Prison just aint' no place for a white boy.
In my city, Nashville, there are more and more gated communities also, even if they only have one guard or even no guard..........there will be a brick wall around the outside, small lots, and McMansions spaced so close, they might as well be 3-4000 foot condos.
Quick, how do you spell "racial tension relief"?
S-P-R-A-W-L
Tthere's an interesting idea in that Anon 5:38 posting. He writes: McMansions spaced so close, they might as well be 3-4000 foot condos... I've noticed this myself, and not really thought of this angle on it. If you drive out into the exurbs around Washington, DC, you'll see this weird phenomenon of McMansions in the fields. Little subdivisions of huge houses, all packed in close, with open space (farms and woodlots) in all directions.

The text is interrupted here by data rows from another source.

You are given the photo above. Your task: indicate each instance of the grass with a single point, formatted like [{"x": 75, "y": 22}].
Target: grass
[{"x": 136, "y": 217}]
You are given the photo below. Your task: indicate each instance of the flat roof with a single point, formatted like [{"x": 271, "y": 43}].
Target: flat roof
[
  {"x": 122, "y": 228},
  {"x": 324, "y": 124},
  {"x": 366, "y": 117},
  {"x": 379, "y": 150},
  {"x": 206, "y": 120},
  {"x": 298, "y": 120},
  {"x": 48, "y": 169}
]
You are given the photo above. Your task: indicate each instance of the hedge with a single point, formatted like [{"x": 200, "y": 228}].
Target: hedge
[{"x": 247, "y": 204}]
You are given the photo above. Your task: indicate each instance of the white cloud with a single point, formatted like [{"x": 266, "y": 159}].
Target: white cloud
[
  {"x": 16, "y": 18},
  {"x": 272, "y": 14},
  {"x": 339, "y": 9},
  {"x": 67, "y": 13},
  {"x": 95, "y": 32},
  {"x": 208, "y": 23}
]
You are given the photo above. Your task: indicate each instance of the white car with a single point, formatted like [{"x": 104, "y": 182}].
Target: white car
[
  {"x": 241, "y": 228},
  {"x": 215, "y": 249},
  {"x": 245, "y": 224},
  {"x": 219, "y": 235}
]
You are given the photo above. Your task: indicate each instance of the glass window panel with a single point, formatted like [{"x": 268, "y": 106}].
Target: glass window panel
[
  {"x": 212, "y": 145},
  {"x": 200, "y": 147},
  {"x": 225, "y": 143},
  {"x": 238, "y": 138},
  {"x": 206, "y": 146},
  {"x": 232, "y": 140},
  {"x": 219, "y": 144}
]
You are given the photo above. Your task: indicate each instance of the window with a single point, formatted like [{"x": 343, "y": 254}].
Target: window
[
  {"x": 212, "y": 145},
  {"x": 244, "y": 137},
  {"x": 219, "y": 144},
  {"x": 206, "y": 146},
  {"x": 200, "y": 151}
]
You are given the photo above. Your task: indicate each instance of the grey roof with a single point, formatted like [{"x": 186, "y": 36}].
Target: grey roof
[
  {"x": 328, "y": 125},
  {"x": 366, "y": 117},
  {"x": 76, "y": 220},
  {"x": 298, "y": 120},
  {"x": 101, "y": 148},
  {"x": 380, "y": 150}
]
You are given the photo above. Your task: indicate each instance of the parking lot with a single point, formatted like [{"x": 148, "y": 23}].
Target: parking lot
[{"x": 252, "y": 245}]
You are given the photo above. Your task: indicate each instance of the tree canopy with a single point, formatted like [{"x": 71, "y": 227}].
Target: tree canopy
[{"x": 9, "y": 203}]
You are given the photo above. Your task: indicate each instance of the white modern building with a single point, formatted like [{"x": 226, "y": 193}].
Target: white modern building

ReplyDeletePerhaps the explanation here is that close-packing is what people fleeing the cities want, as a form of crime prevention.
Lets face facts:negroes are by nature violent,criminal and racist. Look at tribal warfare in Africa. They hate whites,especially,if for no other reason than the hatred of whites is "respectable" in our society. The only solution is to somehow persuade these ignorant savages to have less children.Of course,that wont be easy...
ReplyDeleteDiversity is our strength. Just ignore this and it will go away. Pop in a DVD of "Mississippi Burning"; it is more relevant than the things occurring outside in the real world. Better yet, turn on the ball game and crack open a cool one. Back to sleep.
ReplyDeleteAs a Local Long Beach Criminal Defense Lawyer I have handled many cases in that Court. I have to say I do not think race was a factor in the Judge's Decision. Long Beach is a racially diverse community with racially diverse attorneys and judges.